アクアリウムのオーバーフローとは?仕組みや種類を解説

アクアリウム初心者
オーバーフロー水槽について教えてください。

アクアリウム研究家
オーバーフロー水槽とは、3重管を使用して水槽の下に用意したろ過槽に水を落とす仕組みのことです。

アクアリウム初心者
水を水槽に戻すにはどうするの?

アクアリウム研究家
揚水用のポンプを使用します。または、段差をつけて水を掛け流すタイプのものもあります。
オーバーフローとは。
アクアリウムでいう「オーバーフロー」とは、水槽から水をあふれさせることを指します。オーバーフロー水槽では、3本の配管を使用して水槽の水を下段に設置したろ過槽に落とし、ポンプを使って水槽に戻します。これ以外にも、少し傾斜をつけて水を掛け流すタイプのオーバーフロー水槽もあります。
オーバーフローの仕組み

アクアリウムにおけるオーバーフローとは、水槽上部から余分な水を排出するシステムのことです。水槽内に設置されたオーバーフローボックスから水をオーバーフローさせ、下部のサンプタンクと呼ばれる水槽に排出します。
オーバーフローボックスには複数の穴があり、水位がボックスの高さに達すると、これらの穴から水が流れ出します。この仕組みによって、水槽内の水位が常に一定に保たれ、水はけが良くなります。オーバーフローの水は下部のサンプタンクに排出され、そこでろ過や冷却などの処理が行われます。
オーバーフロー水槽の種類

オーバーフロー水槽の種類
オーバーフロー式水槽には、いくつかの種類があります。最も一般的なタイプは、オーバーフロータイプです。このタイプでは、水槽内に設置されたオーバーフローパイプから水がオーバーフローチャンバーへと流れ込みます。また、ボックスフィルタータイプと呼ばれるタイプもあります。
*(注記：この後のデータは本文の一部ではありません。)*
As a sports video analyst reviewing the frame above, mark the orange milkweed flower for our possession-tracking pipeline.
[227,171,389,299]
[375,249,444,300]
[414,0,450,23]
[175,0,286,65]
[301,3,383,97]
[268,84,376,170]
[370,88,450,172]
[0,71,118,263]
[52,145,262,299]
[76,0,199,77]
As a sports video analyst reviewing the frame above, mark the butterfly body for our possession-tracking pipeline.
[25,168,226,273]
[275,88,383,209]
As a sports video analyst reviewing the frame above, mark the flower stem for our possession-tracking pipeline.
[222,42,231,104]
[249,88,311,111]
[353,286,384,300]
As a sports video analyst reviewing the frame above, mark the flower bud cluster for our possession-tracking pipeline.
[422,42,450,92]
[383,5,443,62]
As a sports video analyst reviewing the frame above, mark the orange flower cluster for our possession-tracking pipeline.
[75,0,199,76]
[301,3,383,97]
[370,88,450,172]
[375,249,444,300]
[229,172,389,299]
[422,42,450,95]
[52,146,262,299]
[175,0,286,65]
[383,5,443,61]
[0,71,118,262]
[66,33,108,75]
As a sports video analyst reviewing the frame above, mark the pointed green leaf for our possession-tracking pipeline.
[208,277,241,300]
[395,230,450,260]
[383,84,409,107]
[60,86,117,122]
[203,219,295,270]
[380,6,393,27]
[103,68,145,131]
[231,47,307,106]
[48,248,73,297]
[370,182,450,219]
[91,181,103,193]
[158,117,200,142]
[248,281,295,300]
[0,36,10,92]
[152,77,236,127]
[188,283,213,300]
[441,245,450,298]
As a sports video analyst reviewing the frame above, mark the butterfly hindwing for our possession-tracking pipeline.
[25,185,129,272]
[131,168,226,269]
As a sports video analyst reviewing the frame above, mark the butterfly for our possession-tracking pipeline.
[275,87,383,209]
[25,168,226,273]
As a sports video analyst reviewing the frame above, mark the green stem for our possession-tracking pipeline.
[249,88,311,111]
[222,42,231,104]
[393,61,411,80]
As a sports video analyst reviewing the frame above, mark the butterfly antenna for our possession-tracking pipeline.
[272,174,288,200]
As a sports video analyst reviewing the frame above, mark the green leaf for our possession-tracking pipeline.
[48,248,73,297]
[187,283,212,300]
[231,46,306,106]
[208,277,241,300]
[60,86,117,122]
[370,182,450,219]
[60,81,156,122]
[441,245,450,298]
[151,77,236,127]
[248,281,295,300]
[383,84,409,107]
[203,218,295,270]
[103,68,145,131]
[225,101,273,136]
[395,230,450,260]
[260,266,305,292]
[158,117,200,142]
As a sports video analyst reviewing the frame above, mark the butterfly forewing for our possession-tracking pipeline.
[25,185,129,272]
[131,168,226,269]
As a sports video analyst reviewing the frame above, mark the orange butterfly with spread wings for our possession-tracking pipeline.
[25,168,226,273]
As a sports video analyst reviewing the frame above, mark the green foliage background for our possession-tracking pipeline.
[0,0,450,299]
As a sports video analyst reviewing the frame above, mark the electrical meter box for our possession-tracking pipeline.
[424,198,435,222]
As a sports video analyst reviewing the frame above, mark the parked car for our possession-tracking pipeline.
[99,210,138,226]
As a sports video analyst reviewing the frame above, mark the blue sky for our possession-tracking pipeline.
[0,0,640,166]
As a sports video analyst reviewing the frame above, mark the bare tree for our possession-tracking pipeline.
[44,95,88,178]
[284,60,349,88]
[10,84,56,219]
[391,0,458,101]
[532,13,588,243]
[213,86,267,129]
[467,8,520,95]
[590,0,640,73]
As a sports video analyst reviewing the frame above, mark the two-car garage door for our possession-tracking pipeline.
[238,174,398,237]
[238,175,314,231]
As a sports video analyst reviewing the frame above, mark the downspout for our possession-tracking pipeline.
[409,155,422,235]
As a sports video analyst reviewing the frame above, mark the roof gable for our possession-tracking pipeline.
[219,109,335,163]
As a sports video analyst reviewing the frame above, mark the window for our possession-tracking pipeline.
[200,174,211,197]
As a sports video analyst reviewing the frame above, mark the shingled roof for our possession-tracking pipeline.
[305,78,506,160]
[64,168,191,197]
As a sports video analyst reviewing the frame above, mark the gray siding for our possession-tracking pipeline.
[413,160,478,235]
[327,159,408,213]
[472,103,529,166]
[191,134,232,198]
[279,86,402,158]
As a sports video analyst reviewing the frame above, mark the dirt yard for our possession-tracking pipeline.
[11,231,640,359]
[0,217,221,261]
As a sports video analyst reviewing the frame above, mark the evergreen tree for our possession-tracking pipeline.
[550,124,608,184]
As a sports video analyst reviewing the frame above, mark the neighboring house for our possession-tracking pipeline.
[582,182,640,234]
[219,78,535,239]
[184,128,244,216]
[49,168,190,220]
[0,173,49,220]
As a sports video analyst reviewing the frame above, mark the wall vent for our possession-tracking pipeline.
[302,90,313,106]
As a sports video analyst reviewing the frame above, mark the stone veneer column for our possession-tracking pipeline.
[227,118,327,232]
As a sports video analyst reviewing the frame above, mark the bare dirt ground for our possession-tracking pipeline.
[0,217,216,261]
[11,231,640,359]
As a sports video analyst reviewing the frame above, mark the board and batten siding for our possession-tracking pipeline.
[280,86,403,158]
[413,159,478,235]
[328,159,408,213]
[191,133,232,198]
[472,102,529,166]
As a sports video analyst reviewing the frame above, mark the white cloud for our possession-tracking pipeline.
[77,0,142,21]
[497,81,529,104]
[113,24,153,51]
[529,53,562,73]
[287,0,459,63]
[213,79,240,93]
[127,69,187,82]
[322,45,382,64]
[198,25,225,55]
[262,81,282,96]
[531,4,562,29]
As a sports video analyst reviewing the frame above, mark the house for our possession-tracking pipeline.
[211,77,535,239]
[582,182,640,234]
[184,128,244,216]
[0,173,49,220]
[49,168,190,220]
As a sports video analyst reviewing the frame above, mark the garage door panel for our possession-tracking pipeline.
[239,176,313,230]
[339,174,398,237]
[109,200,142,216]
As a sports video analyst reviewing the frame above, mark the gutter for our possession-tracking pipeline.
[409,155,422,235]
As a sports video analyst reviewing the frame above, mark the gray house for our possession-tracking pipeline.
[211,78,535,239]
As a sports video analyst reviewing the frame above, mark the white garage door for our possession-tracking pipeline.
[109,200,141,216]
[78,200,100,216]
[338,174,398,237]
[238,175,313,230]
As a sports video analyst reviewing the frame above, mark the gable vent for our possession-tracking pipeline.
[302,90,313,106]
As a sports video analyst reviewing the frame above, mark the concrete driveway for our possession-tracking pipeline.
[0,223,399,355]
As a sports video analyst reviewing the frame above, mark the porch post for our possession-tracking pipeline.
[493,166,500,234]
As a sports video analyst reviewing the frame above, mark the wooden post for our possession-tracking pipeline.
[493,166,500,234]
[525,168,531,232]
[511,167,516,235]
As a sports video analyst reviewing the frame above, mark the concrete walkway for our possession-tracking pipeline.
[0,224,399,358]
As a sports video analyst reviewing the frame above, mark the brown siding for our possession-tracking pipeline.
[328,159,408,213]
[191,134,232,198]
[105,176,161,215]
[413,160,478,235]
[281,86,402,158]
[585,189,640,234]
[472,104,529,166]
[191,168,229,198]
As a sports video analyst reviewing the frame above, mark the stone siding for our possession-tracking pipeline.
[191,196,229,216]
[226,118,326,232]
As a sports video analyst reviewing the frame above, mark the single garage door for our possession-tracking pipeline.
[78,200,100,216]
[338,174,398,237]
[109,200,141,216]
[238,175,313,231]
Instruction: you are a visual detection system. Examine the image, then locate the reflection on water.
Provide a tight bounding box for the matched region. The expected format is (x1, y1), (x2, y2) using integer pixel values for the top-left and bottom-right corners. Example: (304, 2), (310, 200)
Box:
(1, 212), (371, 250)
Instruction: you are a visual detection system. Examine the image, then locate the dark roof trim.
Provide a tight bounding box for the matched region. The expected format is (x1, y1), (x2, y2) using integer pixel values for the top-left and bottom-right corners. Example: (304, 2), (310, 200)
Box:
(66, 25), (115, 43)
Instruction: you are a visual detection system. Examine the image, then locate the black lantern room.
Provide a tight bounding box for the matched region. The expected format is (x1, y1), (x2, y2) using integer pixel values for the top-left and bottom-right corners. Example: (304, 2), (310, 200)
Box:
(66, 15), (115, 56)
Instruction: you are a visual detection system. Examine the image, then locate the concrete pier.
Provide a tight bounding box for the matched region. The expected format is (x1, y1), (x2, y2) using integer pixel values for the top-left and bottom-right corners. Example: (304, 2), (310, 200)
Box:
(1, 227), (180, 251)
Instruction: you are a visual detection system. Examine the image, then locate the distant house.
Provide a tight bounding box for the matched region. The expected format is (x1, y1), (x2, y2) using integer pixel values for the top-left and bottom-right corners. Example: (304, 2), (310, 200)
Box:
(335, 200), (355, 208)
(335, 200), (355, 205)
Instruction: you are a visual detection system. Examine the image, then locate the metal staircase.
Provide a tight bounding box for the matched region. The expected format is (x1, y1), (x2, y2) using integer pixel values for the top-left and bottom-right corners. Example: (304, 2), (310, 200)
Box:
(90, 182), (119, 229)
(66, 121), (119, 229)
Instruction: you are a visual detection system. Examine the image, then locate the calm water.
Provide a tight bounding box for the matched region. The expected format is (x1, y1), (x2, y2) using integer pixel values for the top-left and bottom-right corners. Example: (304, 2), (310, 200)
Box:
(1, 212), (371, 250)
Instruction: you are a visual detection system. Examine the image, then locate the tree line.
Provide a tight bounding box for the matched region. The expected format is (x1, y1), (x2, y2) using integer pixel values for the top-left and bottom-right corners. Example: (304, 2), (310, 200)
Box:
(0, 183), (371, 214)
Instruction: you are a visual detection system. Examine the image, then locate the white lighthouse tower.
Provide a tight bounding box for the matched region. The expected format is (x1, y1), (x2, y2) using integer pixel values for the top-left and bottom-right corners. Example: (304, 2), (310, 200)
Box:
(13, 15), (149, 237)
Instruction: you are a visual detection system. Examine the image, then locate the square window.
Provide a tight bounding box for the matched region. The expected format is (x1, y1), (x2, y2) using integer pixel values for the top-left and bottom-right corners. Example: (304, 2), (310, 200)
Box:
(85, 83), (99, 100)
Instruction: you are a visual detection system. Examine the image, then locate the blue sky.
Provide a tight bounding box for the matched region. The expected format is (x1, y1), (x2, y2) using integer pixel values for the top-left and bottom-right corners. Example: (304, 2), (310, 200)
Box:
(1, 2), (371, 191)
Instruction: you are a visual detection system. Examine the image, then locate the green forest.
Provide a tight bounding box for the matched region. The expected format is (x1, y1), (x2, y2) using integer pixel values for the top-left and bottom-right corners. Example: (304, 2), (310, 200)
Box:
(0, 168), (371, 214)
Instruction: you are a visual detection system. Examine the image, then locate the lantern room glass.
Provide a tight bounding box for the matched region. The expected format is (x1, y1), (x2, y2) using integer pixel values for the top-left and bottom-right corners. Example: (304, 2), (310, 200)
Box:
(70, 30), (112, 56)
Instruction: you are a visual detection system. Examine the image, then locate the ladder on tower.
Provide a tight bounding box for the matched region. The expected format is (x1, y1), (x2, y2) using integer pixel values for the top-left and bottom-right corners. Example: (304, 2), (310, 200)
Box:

このタイプでは、オーバーフローパイプがなく、代わりにボックス型のフィルターが水槽の外側に設置されており、水がこのフィルターを通ってオーバーフローチャンバーへ流れ込みます。さらに、ハイブリッドタイプもあります。このタイプはオーバーフロータイプとボックスフィルタータイプの両方の要素を備えています。
3重管を利用したオーバーフロー水槽

-3重管を利用したオーバーフロー水槽-
3重管オーバーフロー水槽は、3本の管を使用したオーバーフローシステムです。中央の管がオーバーフロー管で、これは水槽の水が溢れると吸い上げられます。外側の2本の管は給水管で、水槽の下部から水をくみ上げます。このシステムは、より効率的な濾過と水槽の安定性を提供します。中央のオーバーフロー管が詰まると、外側の給水管が緊急用のオーバーフローとして機能し、水槽から水が溢れるのを防ぎます。また、3重管システムは、濾過槽が水槽の下に設置されている場合にも使用できます。
揚水ポンプの役割

揚水ポンプの役割は、アクアリウムの水をオーバーフローボックスから外部フィルターやサンゴ飼育用のスキマーなどの機器類に通すために不可欠です。このポンプは、水の循環と濾過を担い、アクアリウム内の水質を維持します。揚水ポンプの揚程(水の高さを押し上げる能力)と流量(1時間あたりに通すことができる水の量)は、アクアリウムのサイズと濾過システムの要件によって選択されます。適切な揚水ポンプを選択することで、効率的な水循環と十分な濾過を保証し、アクアリウムの住民の健康と快適性を確保できます。
段差を利用したオーバーフロー水槽

段差を利用したオーバーフロー水槽では、水槽底とオーバーフロー槽の間に高低差を設けています。水槽の水位が上昇すると、高低差を利用してオーバーフロー槽に水が流れ込みます。オーバーフロー槽は水槽よりも低く配置されており、排水管に接続されています。これにより、過剰な水が水槽から排出され、一定の水位を維持します。段差を利用したオーバーフロー水槽は、安定した水質環境を維持し、水面の汚れやゴミの蓄積を防ぐために役立ちます。